The current coronavirus pandemic, as a respiratory illness, has caused me to reflect on some of my childhood experiences with sickness. For whatever reason, as a young boy I was very susceptible to chest infections in the winter that were almost always accompanied by a persistent, lung-wracking, hernia-inducing cough. One year, when I was nine or ten, I even contracted whooping cough (pertussis), which resulted in me missing something like 45 days of school in the winter.

As I reflect back on those years, the prevailing impression is that of my mother coming to me in the night when I was in distress because of a coughing fit, comforting me with her presence and offering one remedy or another—cough syrup, Vicks VapoRub, or my favourite, a tablespoon of melted butter. In extreme cases (although never at night because of the prep time involved), she would apply a mustard plaster to my chest. (Yes, mustard plasters really are a thing; you can find instructions on the Web on how to make a mustard plaster. It also shows up on a list of top 10 useless remedies for the common cold.) Whether the remedies were effective or not is a valid question, but what made a difference (and dominates my memories of those long, dark nights) was my mother’s presence with me—her touch, her reassuring words, her responsiveness to my needs. By her actions, she said “You are not alone.” She brought comfort, even if she couldn’t quell the cough.

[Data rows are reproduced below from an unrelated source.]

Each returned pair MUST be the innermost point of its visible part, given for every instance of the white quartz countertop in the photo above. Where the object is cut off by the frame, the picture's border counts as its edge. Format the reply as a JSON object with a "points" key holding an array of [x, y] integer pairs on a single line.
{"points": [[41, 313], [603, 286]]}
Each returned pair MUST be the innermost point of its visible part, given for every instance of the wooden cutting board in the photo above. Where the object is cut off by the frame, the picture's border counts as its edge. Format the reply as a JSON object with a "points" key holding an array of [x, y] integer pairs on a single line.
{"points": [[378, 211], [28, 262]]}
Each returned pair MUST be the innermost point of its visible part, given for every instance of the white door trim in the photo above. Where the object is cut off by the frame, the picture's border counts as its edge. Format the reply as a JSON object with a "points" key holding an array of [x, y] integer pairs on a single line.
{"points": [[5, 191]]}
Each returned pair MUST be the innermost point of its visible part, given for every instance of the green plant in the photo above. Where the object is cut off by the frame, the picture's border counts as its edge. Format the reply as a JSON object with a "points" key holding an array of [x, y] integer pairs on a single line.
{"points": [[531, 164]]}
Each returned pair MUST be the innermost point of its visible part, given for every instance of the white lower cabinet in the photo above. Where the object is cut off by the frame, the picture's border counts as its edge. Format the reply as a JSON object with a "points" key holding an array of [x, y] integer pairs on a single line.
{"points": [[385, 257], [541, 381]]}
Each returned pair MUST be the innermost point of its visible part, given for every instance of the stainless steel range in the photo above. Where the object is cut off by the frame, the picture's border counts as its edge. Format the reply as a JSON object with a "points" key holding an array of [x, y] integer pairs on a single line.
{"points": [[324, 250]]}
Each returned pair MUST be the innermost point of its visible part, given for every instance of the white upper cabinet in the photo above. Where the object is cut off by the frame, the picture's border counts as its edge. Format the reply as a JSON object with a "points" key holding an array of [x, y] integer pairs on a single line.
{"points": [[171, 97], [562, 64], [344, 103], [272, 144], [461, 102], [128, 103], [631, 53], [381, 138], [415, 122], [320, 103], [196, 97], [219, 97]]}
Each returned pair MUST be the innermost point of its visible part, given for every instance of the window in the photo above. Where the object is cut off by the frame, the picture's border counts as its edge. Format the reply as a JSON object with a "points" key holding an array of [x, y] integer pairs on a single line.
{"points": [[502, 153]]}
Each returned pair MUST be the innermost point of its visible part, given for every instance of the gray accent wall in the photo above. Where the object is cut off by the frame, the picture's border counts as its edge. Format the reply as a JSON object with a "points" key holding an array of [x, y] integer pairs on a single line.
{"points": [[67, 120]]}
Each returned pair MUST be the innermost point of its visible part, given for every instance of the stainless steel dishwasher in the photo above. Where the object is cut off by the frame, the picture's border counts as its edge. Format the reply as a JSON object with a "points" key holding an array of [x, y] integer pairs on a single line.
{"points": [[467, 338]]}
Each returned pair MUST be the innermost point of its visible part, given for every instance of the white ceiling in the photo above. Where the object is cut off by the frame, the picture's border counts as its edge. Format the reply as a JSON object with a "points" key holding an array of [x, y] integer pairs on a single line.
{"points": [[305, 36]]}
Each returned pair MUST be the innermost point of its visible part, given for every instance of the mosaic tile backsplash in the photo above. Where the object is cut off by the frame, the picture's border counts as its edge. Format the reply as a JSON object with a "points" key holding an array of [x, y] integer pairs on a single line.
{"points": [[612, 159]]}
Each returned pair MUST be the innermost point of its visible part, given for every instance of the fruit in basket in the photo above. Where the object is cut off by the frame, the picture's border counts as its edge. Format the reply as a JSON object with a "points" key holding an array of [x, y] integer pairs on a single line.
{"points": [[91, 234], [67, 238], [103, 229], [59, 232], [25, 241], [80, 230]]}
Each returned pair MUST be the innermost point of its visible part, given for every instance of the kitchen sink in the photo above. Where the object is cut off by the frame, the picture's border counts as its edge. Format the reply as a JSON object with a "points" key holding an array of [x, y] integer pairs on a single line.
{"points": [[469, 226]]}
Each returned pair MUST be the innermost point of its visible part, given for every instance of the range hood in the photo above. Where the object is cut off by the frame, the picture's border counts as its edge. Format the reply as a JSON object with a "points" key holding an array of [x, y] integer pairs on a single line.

Even though we are wired as humans to respond to touch, we are presently called to love our neighbours by keeping our distance from them.

In contrast with my experience as a child, those most severely affected by this coronavirus are suffering alone. Daily, through the media, we are exposed to the anguish of family members concerned about their loved ones dying alone. Often it has been left to hospital staff to stand vigil by patients’ bedsides during their last moments. Even those of us who have remained healthy are required now to abstain from touch and close proximity by “physical distancing” requirements. Mental health experts are warning that “losing everyday social connections comes with psychological costs. And those costs could go up the longer such measures drag on.” Even though we are wired as humans to respond to touch, we are presently called to love our neighbours by keeping our distance from them.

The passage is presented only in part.